Details of individual killings are predictably grim, but I personally felt they were editorially justified. Although this is a companion piece to “The Act Of Killing”, it is not a sequel and needs to be able to stand alone; without some sense of the atrocities committed, it would be difficult for the filmmakers to realize that aim. Aspects of what happened are therefore worth reinforcing, however uncomfortable it might make us to hear about them: this was not a clinical process (and obviously this is not to suggest that the horror would have been in any way ameliorated if it had been). The fact is that these murders were grotesque and bizarrely ritualized with various superstitions attached.

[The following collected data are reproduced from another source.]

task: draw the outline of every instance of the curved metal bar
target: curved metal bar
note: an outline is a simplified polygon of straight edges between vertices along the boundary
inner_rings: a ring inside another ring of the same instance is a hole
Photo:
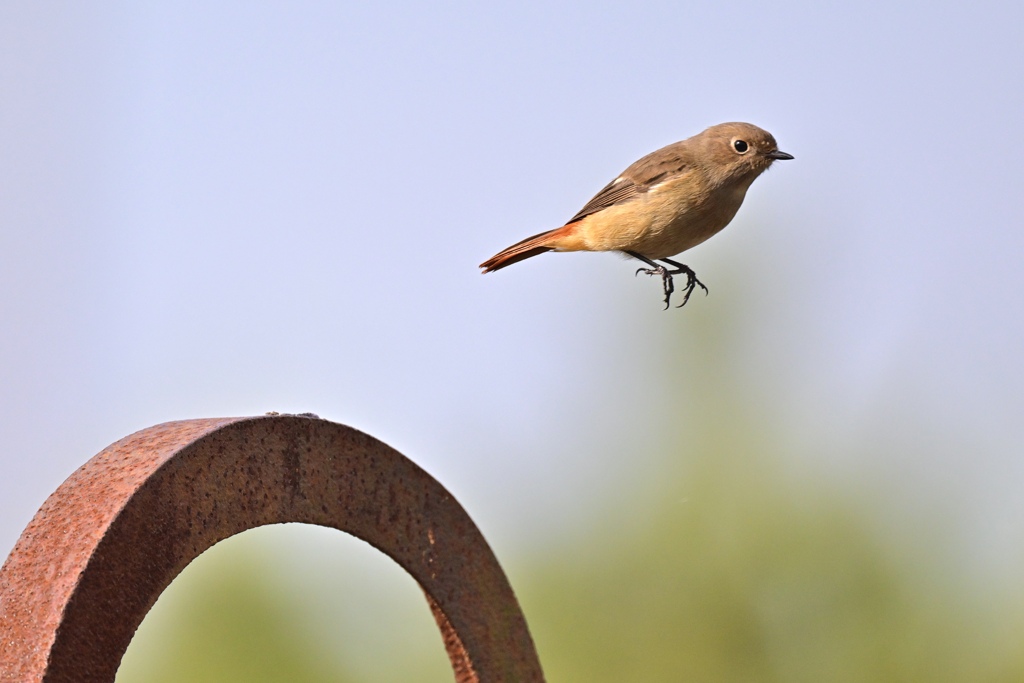
[[[412,574],[459,683],[543,681],[512,588],[451,494],[362,432],[290,415],[157,425],[72,474],[0,569],[0,680],[112,683],[189,562],[282,522],[340,529]]]

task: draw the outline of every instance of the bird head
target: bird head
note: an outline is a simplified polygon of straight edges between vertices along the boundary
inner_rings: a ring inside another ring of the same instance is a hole
[[[775,161],[792,159],[779,150],[772,134],[750,123],[720,123],[696,136],[707,171],[721,181],[748,181]]]

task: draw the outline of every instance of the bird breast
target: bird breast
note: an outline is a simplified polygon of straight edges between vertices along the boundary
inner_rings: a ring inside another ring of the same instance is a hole
[[[655,185],[643,195],[588,216],[594,251],[635,251],[652,259],[682,253],[729,224],[750,183],[711,187],[697,172]]]

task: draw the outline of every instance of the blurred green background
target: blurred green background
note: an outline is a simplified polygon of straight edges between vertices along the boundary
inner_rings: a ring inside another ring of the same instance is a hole
[[[875,487],[795,467],[816,454],[787,452],[799,435],[720,351],[734,321],[688,313],[685,358],[651,359],[652,405],[685,429],[665,420],[654,458],[595,449],[626,476],[571,532],[505,558],[549,680],[1024,680],[1019,587],[966,571],[941,505],[894,532]],[[411,577],[340,532],[282,525],[189,567],[118,681],[451,678]]]
[[[1008,2],[0,3],[0,554],[89,456],[312,411],[469,511],[550,680],[1024,680]],[[729,120],[681,260],[476,264]],[[201,558],[122,681],[450,680],[372,549]]]
[[[1022,680],[1019,592],[969,585],[939,568],[948,549],[889,543],[865,501],[801,488],[763,443],[717,435],[667,467],[674,483],[508,563],[549,680]],[[286,525],[189,567],[118,675],[182,680],[452,674],[410,577],[340,532]]]

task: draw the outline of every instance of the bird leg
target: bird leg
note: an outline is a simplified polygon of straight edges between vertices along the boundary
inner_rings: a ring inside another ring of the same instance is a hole
[[[697,279],[697,273],[693,272],[693,268],[683,265],[682,263],[677,263],[672,259],[663,258],[661,260],[670,266],[675,267],[675,270],[668,271],[670,275],[679,275],[681,273],[686,275],[686,294],[683,295],[683,303],[676,306],[676,308],[682,308],[685,306],[686,302],[690,300],[690,295],[693,294],[693,290],[697,287],[704,290],[704,296],[708,295],[708,288],[704,286],[703,282]]]
[[[665,290],[665,309],[667,310],[669,306],[669,300],[672,298],[672,292],[676,291],[675,284],[672,281],[672,273],[669,272],[668,268],[661,265],[660,263],[655,263],[651,259],[647,258],[646,256],[641,256],[635,251],[627,251],[626,253],[632,256],[633,258],[639,259],[650,266],[650,268],[637,268],[637,271],[634,275],[646,273],[647,275],[661,276],[661,286]]]
[[[690,295],[693,294],[693,290],[696,289],[698,285],[701,289],[704,290],[704,294],[708,293],[708,288],[704,286],[703,282],[697,279],[697,274],[693,272],[693,269],[690,268],[689,266],[683,265],[682,263],[677,263],[676,261],[667,258],[660,259],[673,267],[673,270],[669,270],[660,263],[656,263],[651,259],[647,258],[646,256],[642,256],[641,254],[638,254],[635,251],[627,251],[625,253],[632,256],[635,259],[643,261],[644,263],[650,266],[650,268],[638,268],[636,271],[637,275],[639,275],[640,273],[646,273],[647,275],[661,276],[661,285],[665,291],[666,309],[668,309],[669,307],[669,300],[672,298],[672,293],[676,291],[675,283],[672,280],[673,275],[686,275],[686,288],[684,290],[686,293],[683,295],[683,303],[679,304],[676,308],[682,308],[683,306],[686,305],[686,302],[690,300]]]

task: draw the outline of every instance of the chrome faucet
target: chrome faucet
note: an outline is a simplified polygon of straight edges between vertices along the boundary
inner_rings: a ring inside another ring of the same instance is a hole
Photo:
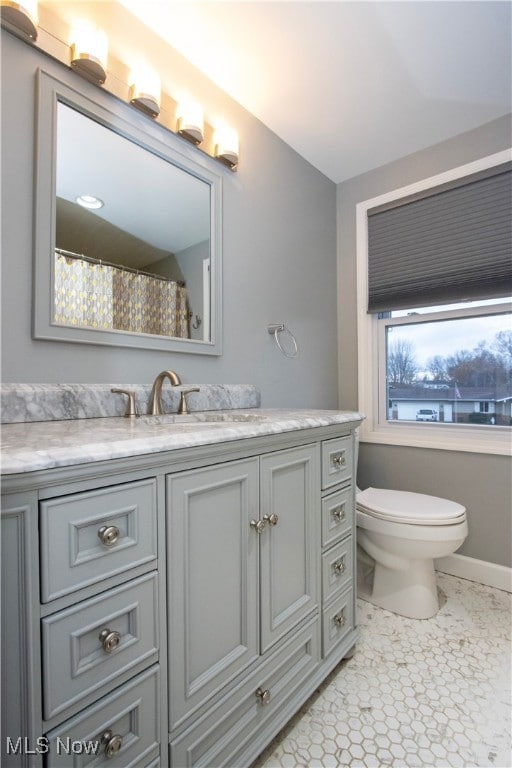
[[[181,379],[174,371],[162,371],[153,382],[151,395],[149,396],[148,413],[150,416],[158,416],[162,413],[162,384],[165,379],[169,379],[171,386],[179,387]]]

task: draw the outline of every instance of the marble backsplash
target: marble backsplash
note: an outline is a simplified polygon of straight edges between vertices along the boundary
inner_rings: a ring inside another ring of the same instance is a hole
[[[199,387],[187,396],[188,409],[216,411],[233,408],[259,408],[261,396],[252,384],[182,384],[162,389],[162,408],[176,413],[183,389]],[[151,386],[145,384],[2,384],[1,423],[62,421],[123,416],[126,397],[113,394],[112,388],[135,392],[138,412],[148,411]]]

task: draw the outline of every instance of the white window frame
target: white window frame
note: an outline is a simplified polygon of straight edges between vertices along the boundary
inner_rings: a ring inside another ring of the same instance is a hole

As more than one death squad member recalls: “Luckily, I drank blood. If not, I'd be crazy.” It's all the more disgusting to remember that so many of these men are still in power, including a head of the legislature who cautions the filmmakers: “If you keep making an issue of the past, it will definitely happen again.”
The film is rightly preoccupied with the mistakes of the past, the relevance of history and the lessons history can teach – or rather can't teach if that history is bastardized. A classroom scene shows a state-sanctioned version of these events being taught to schoolchildren. It bears about as much relation to what really happened as the schoolbooks of Oceania do in George Orwell's 1984.
Given this emphasis on establishing fact, a relevant area that feels perhaps marginally under served is US historical complicity with the mass killings (the American Embassy in Jakarta supplied the Indonesian military with lists of up to 5,000 suspected Communists). The hundreds of thousands of murders took place in an era when American politicians were terrified of communists, and Oppenheimer finds room for chilling NBC footage from Ted Yates reporting the events as “the single biggest defeat” of communists where “in many cases, whole families were liquified.” Later, an interview with a commander responsible for ordering the murders of 500-600 people proposes that he and his colleagues should be rewarded with gifts for their actions “because this is an international issue” and “America taught us to hate communists”, although of course the extent to which his testimony can be taken at face value is limited.
A laser-focused testimony of great value (and probable recognition come awards season, especially since “The Act Of Killing” lost out to “20 Feet From Stardom” at the Academy Awards), “The Look Of Silence” represents a tough but essential counterpoint to the more obviously extraordinary first film.